Elias Rosa destacou que, desde o anúncio das novas taxas pelos Estados Unidos, o governo não apenas manifestou sua indignação, mas também lembrou que a Lei de Reciprocidade está disponível como uma ferramenta de defesa. No entanto, ele enfatizou que isso não significa que a lei será acionada imediatamente. “O governo não recuou um centímetro daquilo que anunciou. A lei nos permite agir, mas isso não implica em uma resposta automática”, explicou o ministro. Ele reiterou que as palavras do presidente Luiz Inácio Lula da Silva enfatizam a importância da negociação como uma alternativa mais adequada neste momento.

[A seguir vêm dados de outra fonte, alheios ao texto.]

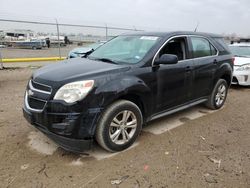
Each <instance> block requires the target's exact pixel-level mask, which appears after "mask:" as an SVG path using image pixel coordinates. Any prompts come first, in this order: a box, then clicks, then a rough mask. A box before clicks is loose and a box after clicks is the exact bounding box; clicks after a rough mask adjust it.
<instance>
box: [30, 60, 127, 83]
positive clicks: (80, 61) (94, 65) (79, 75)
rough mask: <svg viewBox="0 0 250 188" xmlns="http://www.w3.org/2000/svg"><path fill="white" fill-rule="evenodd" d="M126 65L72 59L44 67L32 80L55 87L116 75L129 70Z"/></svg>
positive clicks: (45, 66)
mask: <svg viewBox="0 0 250 188" xmlns="http://www.w3.org/2000/svg"><path fill="white" fill-rule="evenodd" d="M129 69H130V67H129V66H128V65H117V64H112V63H106V62H102V61H94V60H90V59H86V58H74V59H69V60H65V61H61V62H59V63H54V64H50V65H47V66H44V67H42V68H40V69H38V70H37V71H35V72H34V74H33V80H34V81H36V82H39V83H42V84H46V85H51V86H55V87H57V85H58V84H59V85H60V84H65V83H68V82H72V81H78V80H83V79H94V77H97V76H102V75H106V74H116V73H120V72H124V71H127V70H129Z"/></svg>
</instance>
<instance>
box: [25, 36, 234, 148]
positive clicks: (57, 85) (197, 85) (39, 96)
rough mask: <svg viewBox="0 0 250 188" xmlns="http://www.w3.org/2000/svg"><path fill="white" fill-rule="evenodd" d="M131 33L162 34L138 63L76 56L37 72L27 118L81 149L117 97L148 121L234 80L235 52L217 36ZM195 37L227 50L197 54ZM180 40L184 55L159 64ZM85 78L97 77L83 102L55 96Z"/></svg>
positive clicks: (26, 91) (43, 127) (204, 94)
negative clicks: (137, 109) (108, 60)
mask: <svg viewBox="0 0 250 188" xmlns="http://www.w3.org/2000/svg"><path fill="white" fill-rule="evenodd" d="M129 35H131V36H134V35H137V36H158V37H160V40H159V41H158V42H157V43H156V44H155V45H154V46H153V47H152V48H151V49H150V50H149V51H148V53H147V54H146V55H145V56H144V57H143V59H142V60H141V61H140V62H139V63H137V64H127V63H121V64H114V63H110V62H102V61H97V60H90V59H88V58H75V59H70V60H66V61H63V62H60V63H57V64H53V65H49V66H46V67H43V68H41V69H39V70H37V71H36V72H35V73H34V74H33V76H32V78H31V81H30V83H31V84H28V86H27V89H26V94H25V105H24V107H23V113H24V117H25V118H26V119H27V120H28V121H29V122H30V123H31V124H33V125H34V126H35V127H37V128H38V129H39V130H41V131H42V132H44V133H45V134H46V135H48V136H49V137H50V138H52V139H53V140H55V142H56V143H58V144H59V145H61V146H62V147H63V148H65V149H67V150H71V151H76V152H81V151H84V150H85V149H89V148H90V147H91V142H92V141H93V139H94V136H95V130H96V126H97V124H98V120H99V119H100V116H101V114H102V112H103V111H104V110H105V109H106V108H107V107H108V106H109V105H110V104H112V103H113V102H114V101H116V100H118V99H127V100H131V101H132V102H134V103H136V104H137V105H138V106H139V107H140V109H141V111H142V113H143V117H144V119H143V121H144V123H146V122H148V121H150V120H151V119H154V118H155V117H158V116H159V117H160V116H161V114H164V113H167V114H168V113H171V112H174V111H175V109H184V108H185V107H188V106H192V104H196V103H200V102H202V101H203V102H204V101H206V99H207V98H208V96H209V95H210V94H211V92H212V89H213V87H214V84H215V83H216V81H217V80H218V79H219V78H222V77H223V78H225V79H226V80H227V81H228V84H229V85H230V83H231V79H232V71H233V65H232V60H231V59H232V55H231V54H230V52H228V51H226V49H224V48H223V47H221V46H219V44H218V43H217V42H216V41H215V39H214V38H221V37H220V36H218V35H213V34H204V33H194V32H169V33H145V32H143V33H134V34H129ZM129 35H128V36H129ZM190 36H198V37H203V38H205V39H206V40H207V41H208V42H209V43H211V44H212V45H213V46H214V47H215V48H216V49H217V50H218V49H221V48H223V51H222V50H218V54H216V55H213V56H208V57H201V58H194V57H193V54H192V47H191V45H190V39H189V37H190ZM175 38H177V39H178V40H179V39H181V40H182V41H183V42H184V44H185V45H186V46H185V48H183V50H184V51H185V59H183V60H180V61H179V62H178V63H177V64H172V65H163V64H162V65H158V66H156V65H154V60H155V58H157V54H158V53H161V49H162V48H163V47H165V45H166V44H168V41H170V40H172V39H175ZM100 48H101V47H100ZM81 80H94V81H95V83H94V88H93V89H92V90H91V91H90V93H89V94H88V95H87V96H86V97H85V98H84V99H83V100H80V101H77V102H75V103H73V104H68V103H66V102H64V101H61V100H54V96H55V94H56V92H57V91H58V90H59V88H61V87H62V86H63V85H65V84H67V83H70V82H74V81H81ZM44 91H45V92H44ZM37 108H38V111H36V109H37ZM70 140H71V141H72V142H70Z"/></svg>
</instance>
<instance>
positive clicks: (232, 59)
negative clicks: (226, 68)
mask: <svg viewBox="0 0 250 188" xmlns="http://www.w3.org/2000/svg"><path fill="white" fill-rule="evenodd" d="M234 61H235V57H232V63H233V65H234Z"/></svg>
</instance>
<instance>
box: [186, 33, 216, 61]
mask: <svg viewBox="0 0 250 188" xmlns="http://www.w3.org/2000/svg"><path fill="white" fill-rule="evenodd" d="M190 39H191V44H192V49H193V50H192V52H193V58H199V57H206V56H213V55H216V54H217V50H216V49H215V47H214V46H213V45H212V44H211V43H210V42H209V41H208V40H207V39H205V38H202V37H191V38H190Z"/></svg>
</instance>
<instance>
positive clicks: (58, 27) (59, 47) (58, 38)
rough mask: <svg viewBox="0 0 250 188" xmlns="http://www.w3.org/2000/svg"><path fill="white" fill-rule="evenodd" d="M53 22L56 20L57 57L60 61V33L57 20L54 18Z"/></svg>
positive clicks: (61, 56)
mask: <svg viewBox="0 0 250 188" xmlns="http://www.w3.org/2000/svg"><path fill="white" fill-rule="evenodd" d="M55 20H56V29H57V40H58V50H59V57H60V59H61V58H62V55H61V43H60V33H59V32H60V31H59V25H58V22H57V19H56V18H55Z"/></svg>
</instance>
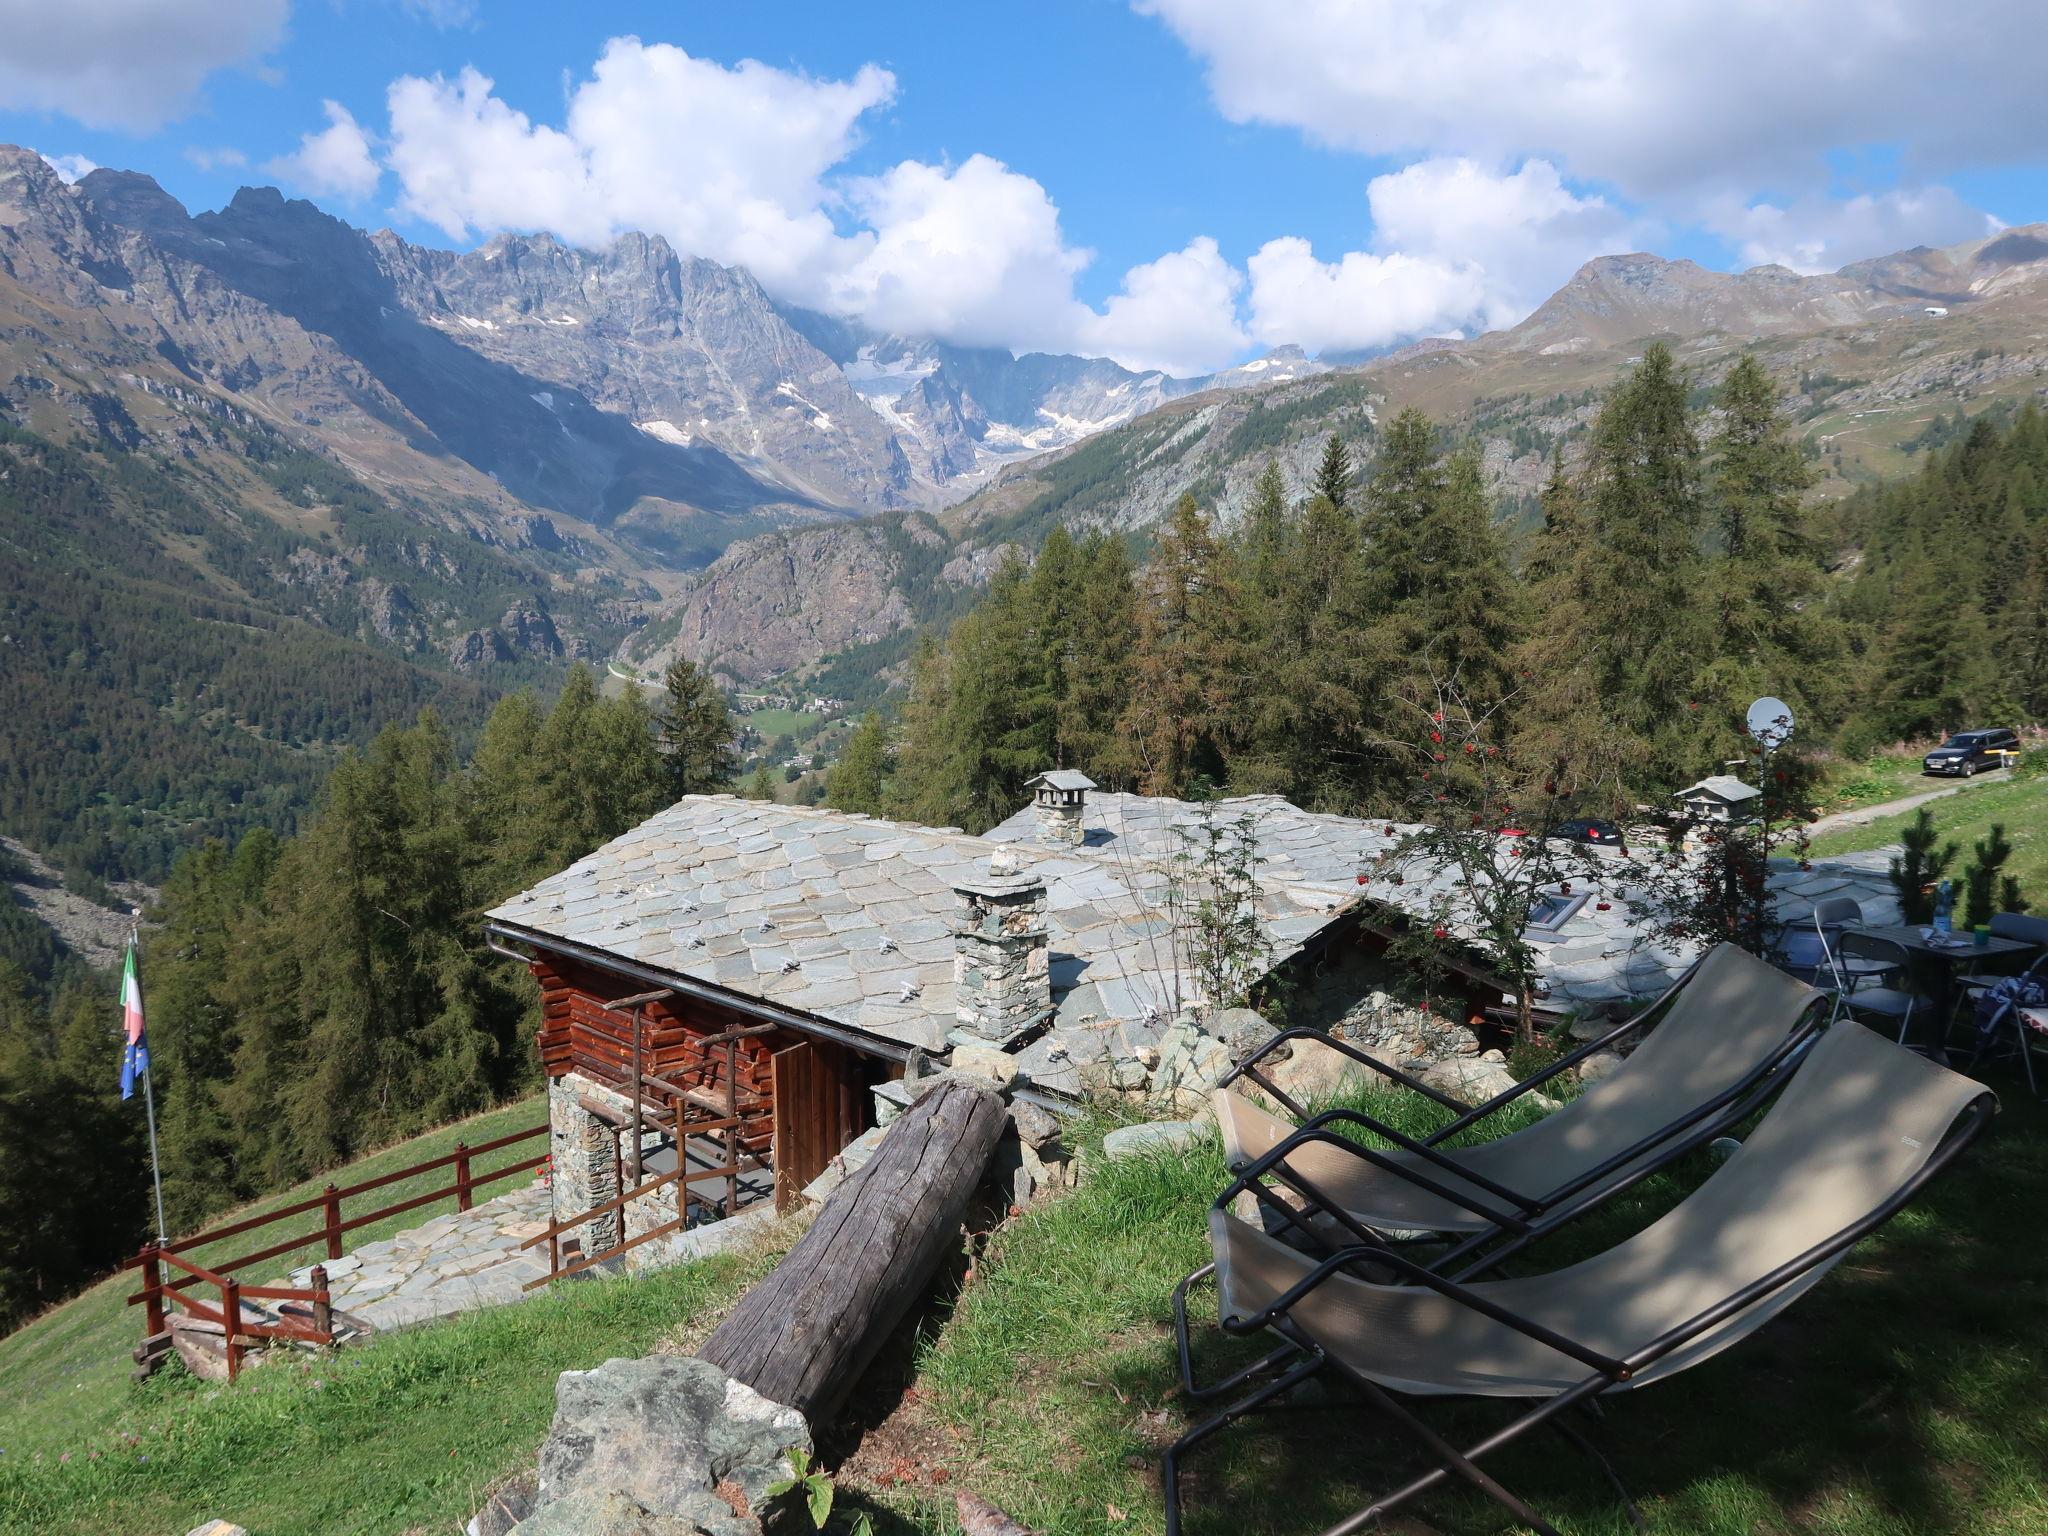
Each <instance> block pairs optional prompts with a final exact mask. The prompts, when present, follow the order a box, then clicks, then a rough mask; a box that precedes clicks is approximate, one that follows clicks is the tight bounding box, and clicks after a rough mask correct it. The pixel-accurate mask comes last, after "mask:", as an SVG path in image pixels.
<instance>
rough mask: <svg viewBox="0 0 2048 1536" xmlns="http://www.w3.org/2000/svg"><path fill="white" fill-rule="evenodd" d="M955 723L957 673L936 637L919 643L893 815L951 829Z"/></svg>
mask: <svg viewBox="0 0 2048 1536" xmlns="http://www.w3.org/2000/svg"><path fill="white" fill-rule="evenodd" d="M950 719H952V668H950V662H948V657H946V649H944V647H942V645H940V643H938V641H936V639H934V637H932V635H924V637H920V639H918V647H915V651H911V664H909V694H907V698H905V700H903V745H901V752H899V754H897V772H895V776H893V778H891V780H889V795H887V807H889V815H891V817H897V819H901V821H922V823H924V825H946V823H948V821H950V817H952V805H954V799H956V784H954V768H952V756H950V737H948V723H950Z"/></svg>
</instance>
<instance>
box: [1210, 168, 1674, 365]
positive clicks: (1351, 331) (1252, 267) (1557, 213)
mask: <svg viewBox="0 0 2048 1536" xmlns="http://www.w3.org/2000/svg"><path fill="white" fill-rule="evenodd" d="M1366 203H1368V205H1370V209H1372V248H1370V250H1362V252H1343V254H1341V256H1339V258H1337V260H1333V262H1325V260H1319V258H1317V256H1315V252H1313V250H1311V246H1309V242H1307V240H1298V238H1292V236H1288V238H1282V240H1270V242H1266V246H1262V248H1260V250H1257V254H1255V256H1253V258H1251V262H1249V270H1251V334H1253V336H1255V338H1257V340H1262V342H1268V344H1280V342H1300V344H1303V346H1307V348H1311V350H1333V352H1348V350H1368V348H1378V346H1389V344H1393V342H1403V340H1409V338H1415V336H1440V334H1454V332H1481V330H1497V328H1501V326H1511V324H1516V322H1518V319H1522V317H1524V315H1528V311H1530V309H1534V307H1536V305H1538V303H1542V301H1544V299H1546V297H1548V295H1550V293H1552V291H1554V289H1556V287H1559V285H1561V283H1563V281H1565V279H1569V276H1571V274H1573V270H1577V268H1579V264H1581V262H1585V260H1589V258H1593V256H1602V254H1608V252H1614V250H1628V248H1634V246H1642V244H1649V240H1651V238H1653V233H1655V229H1653V227H1651V225H1647V223H1645V221H1640V219H1636V217H1634V215H1630V213H1624V211H1622V209H1616V207H1614V205H1610V203H1608V201H1606V199H1599V197H1591V195H1581V193H1573V190H1571V188H1569V186H1565V182H1563V178H1561V176H1559V172H1556V168H1554V166H1550V164H1548V162H1544V160H1530V162H1526V164H1524V166H1522V168H1518V170H1513V172H1495V170H1489V168H1485V166H1481V164H1477V162H1473V160H1421V162H1417V164H1413V166H1407V168H1403V170H1397V172H1389V174H1386V176H1374V178H1372V182H1370V184H1368V188H1366Z"/></svg>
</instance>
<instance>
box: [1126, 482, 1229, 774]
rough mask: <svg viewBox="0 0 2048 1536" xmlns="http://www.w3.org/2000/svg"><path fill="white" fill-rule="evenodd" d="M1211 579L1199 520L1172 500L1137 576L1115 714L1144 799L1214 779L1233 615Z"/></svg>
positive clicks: (1195, 503)
mask: <svg viewBox="0 0 2048 1536" xmlns="http://www.w3.org/2000/svg"><path fill="white" fill-rule="evenodd" d="M1219 575H1221V571H1219V557H1217V541H1214V537H1212V535H1210V530H1208V518H1206V516H1202V508H1200V506H1198V504H1196V500H1194V498H1192V496H1182V498H1180V502H1178V504H1176V506H1174V522H1171V524H1169V526H1167V530H1165V535H1163V537H1161V539H1159V549H1157V553H1155V557H1153V563H1151V567H1149V569H1147V571H1145V582H1143V588H1141V598H1139V625H1137V655H1135V659H1133V670H1130V702H1128V709H1126V713H1124V729H1126V731H1128V735H1130V741H1133V748H1135V752H1137V758H1139V784H1141V788H1143V791H1145V793H1147V795H1180V793H1184V791H1186V788H1188V786H1190V784H1192V782H1194V778H1196V774H1206V776H1210V778H1221V768H1223V758H1221V754H1219V750H1217V721H1219V719H1221V717H1223V709H1221V705H1223V700H1225V696H1227V684H1229V676H1227V670H1225V668H1227V655H1229V629H1231V621H1233V610H1231V594H1229V592H1227V590H1223V586H1221V584H1219Z"/></svg>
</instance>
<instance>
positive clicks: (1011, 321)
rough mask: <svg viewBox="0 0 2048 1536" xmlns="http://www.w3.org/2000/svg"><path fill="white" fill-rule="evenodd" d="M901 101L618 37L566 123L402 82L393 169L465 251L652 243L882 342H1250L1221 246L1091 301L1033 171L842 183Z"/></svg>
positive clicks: (493, 94)
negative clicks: (507, 239) (1080, 297)
mask: <svg viewBox="0 0 2048 1536" xmlns="http://www.w3.org/2000/svg"><path fill="white" fill-rule="evenodd" d="M895 90H897V82H895V76H891V74H889V72H887V70H881V68H877V66H864V68H862V70H858V72H856V74H854V76H852V78H850V80H823V78H815V76H809V74H801V72H793V70H778V68H772V66H766V63H760V61H754V59H748V61H741V63H737V66H731V68H727V66H723V63H717V61H711V59H698V57H692V55H688V53H686V51H682V49H680V47H674V45H668V43H643V41H639V39H635V37H616V39H612V41H610V43H606V45H604V51H602V53H600V57H598V61H596V66H594V68H592V74H590V78H588V80H584V82H580V84H578V86H575V88H573V90H571V92H569V102H567V113H565V117H563V123H561V127H555V125H549V123H537V121H535V119H530V117H528V115H526V113H522V111H518V109H516V106H512V104H510V102H506V100H504V98H500V96H498V94H496V88H494V84H492V80H489V78H487V76H483V74H479V72H477V70H463V72H461V74H459V76H455V78H453V80H451V78H442V76H434V78H418V76H406V78H399V80H395V82H393V84H391V88H389V92H387V100H389V119H391V121H389V147H387V154H385V164H387V166H389V168H391V172H393V174H395V176H397V180H399V207H401V211H406V213H410V215H414V217H420V219H424V221H428V223H432V225H436V227H440V229H444V231H446V233H449V236H451V238H455V240H467V238H473V236H477V233H492V231H500V229H549V231H553V233H557V236H561V238H563V240H569V242H573V244H582V246H602V244H604V242H608V240H612V238H616V236H618V233H623V231H627V229H645V231H649V233H659V236H664V238H666V240H668V242H670V244H672V246H676V250H680V252H684V254H692V256H707V258H711V260H717V262H727V264H737V266H745V268H748V270H752V272H754V274H756V276H758V279H760V281H762V285H764V287H766V289H768V291H770V293H774V295H776V297H782V299H788V301H793V303H803V305H813V307H819V309H827V311H831V313H838V315H850V317H858V319H862V322H866V324H868V326H874V328H879V330H895V332H907V334H920V336H938V338H944V340H952V342H963V344H977V346H1010V348H1016V350H1032V348H1042V350H1075V348H1085V350H1102V352H1108V354H1110V356H1116V358H1118V360H1126V362H1133V365H1135V367H1174V369H1176V371H1200V369H1212V367H1219V365H1223V362H1227V360H1229V358H1231V356H1233V354H1235V350H1239V348H1241V344H1243V332H1241V330H1239V328H1237V317H1235V291H1237V287H1239V283H1241V279H1239V274H1237V272H1233V270H1231V266H1229V262H1225V260H1223V256H1221V252H1219V250H1217V246H1214V242H1210V240H1196V242H1192V244H1190V246H1188V248H1186V250H1180V252H1171V254H1167V256H1161V258H1159V260H1155V262H1145V264H1139V266H1135V268H1130V272H1126V274H1124V283H1122V289H1120V291H1118V293H1116V295H1114V297H1112V299H1110V301H1108V305H1106V307H1104V309H1102V311H1096V309H1090V307H1087V305H1085V303H1081V301H1079V299H1077V295H1075V279H1077V274H1079V272H1081V270H1083V268H1085V266H1087V264H1090V260H1092V252H1087V250H1085V248H1077V246H1069V244H1067V240H1065V233H1063V231H1061V223H1059V207H1057V205H1055V203H1053V199H1051V195H1049V193H1047V188H1044V186H1040V184H1038V182H1036V180H1034V178H1030V176H1026V174H1022V172H1018V170H1012V168H1010V166H1006V164H1001V162H999V160H991V158H989V156H979V154H977V156H969V158H965V160H963V162H958V164H926V162H922V160H903V162H899V164H895V166H891V168H887V170H883V172H879V174H870V176H844V172H842V166H844V164H846V160H848V156H850V154H852V152H854V147H856V145H858V141H860V123H862V119H864V117H866V115H868V113H872V111H877V109H881V106H885V104H889V102H891V100H893V98H895Z"/></svg>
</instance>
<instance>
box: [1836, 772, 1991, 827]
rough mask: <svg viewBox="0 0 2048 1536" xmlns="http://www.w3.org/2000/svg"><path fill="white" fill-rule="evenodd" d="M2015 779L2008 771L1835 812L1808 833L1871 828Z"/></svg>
mask: <svg viewBox="0 0 2048 1536" xmlns="http://www.w3.org/2000/svg"><path fill="white" fill-rule="evenodd" d="M2009 778H2011V774H2009V772H2007V770H1999V772H1995V774H1978V776H1976V778H1962V780H1958V782H1954V784H1944V786H1942V788H1927V791H1921V793H1919V795H1907V797H1905V799H1903V801H1884V805H1858V807H1855V809H1853V811H1835V813H1833V815H1823V817H1821V819H1819V821H1812V823H1810V825H1808V827H1806V831H1808V834H1815V831H1829V829H1833V827H1868V825H1870V823H1872V821H1882V819H1884V817H1888V815H1901V813H1905V811H1917V809H1919V807H1923V805H1927V803H1929V801H1946V799H1948V797H1950V795H1962V793H1964V791H1966V788H1980V786H1985V784H2003V782H2007V780H2009Z"/></svg>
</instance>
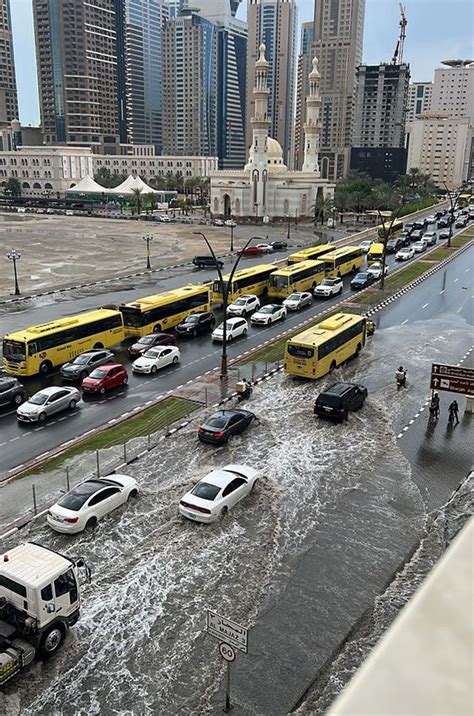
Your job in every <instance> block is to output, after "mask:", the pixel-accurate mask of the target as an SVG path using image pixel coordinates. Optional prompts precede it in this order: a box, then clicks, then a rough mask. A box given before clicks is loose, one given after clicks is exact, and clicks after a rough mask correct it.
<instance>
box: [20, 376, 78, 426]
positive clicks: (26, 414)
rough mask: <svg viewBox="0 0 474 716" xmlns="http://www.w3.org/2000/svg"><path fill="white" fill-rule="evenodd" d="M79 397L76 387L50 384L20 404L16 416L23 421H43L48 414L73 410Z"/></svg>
mask: <svg viewBox="0 0 474 716" xmlns="http://www.w3.org/2000/svg"><path fill="white" fill-rule="evenodd" d="M80 399H81V394H80V393H79V391H78V390H77V388H69V387H66V386H58V385H52V386H50V387H49V388H43V389H42V390H39V391H38V392H37V393H35V394H34V395H32V396H31V398H28V400H27V401H26V402H24V403H23V405H20V407H19V408H18V409H17V411H16V417H17V420H19V421H20V422H24V423H36V422H38V423H43V422H44V421H45V420H46V418H48V417H49V416H50V415H54V414H55V413H60V412H61V411H62V410H67V409H69V410H74V408H75V407H76V405H77V404H78V402H79V401H80Z"/></svg>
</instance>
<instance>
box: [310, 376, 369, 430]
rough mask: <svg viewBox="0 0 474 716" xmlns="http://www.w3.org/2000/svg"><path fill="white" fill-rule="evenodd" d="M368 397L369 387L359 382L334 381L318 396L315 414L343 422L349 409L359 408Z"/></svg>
mask: <svg viewBox="0 0 474 716" xmlns="http://www.w3.org/2000/svg"><path fill="white" fill-rule="evenodd" d="M366 398H367V388H366V387H365V386H363V385H359V384H357V383H334V384H333V385H330V386H329V388H327V389H326V390H324V391H323V392H322V393H320V394H319V395H318V397H317V398H316V402H315V404H314V414H315V415H318V416H319V417H321V418H330V419H331V420H338V421H340V422H342V421H343V420H347V418H348V415H349V411H352V410H359V408H361V407H362V406H363V404H364V402H365V399H366Z"/></svg>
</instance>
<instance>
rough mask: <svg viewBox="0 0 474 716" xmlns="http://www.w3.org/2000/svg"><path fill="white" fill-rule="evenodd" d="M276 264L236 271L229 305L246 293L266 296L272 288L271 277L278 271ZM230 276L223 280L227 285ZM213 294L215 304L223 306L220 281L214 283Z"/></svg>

Embora o governo tenha anunciado que começaria a ativar os procedimentos previstos na Lei de Reciprocidade após o anúncio das tarifas americanas, isso não deve ser interpretado como uma retaliação direta. O vice-presidente Geraldo Alckmin, em uma reunião com representantes de setores impactados, ressaltou que o objetivo da reciprocidade é buscar uma solução justa e equilibrada, e não gerar uma reação negativa que beneficie a ambos os lados da disputa comercial.
Alckmin apontou que a implementação da Lei de Reciprocidade envolve vários passos, incluindo audiências públicas, e enfatizou que o governo pretende atuar em conformidade com suas normas sem deixar de lado o diálogo. “A ideia não é fazer um olho por olho, pois isso pode resultar em um impasse”, afirmou o vice-presidente. A estratégia do governo, portanto, se centra na busca por soluções que visem corrigir injustiças sofridas pelo Brasil no cenário internacional, enfatizando a importância de ações cuidadosas e ponderadas, conforme a situação se desenvolve.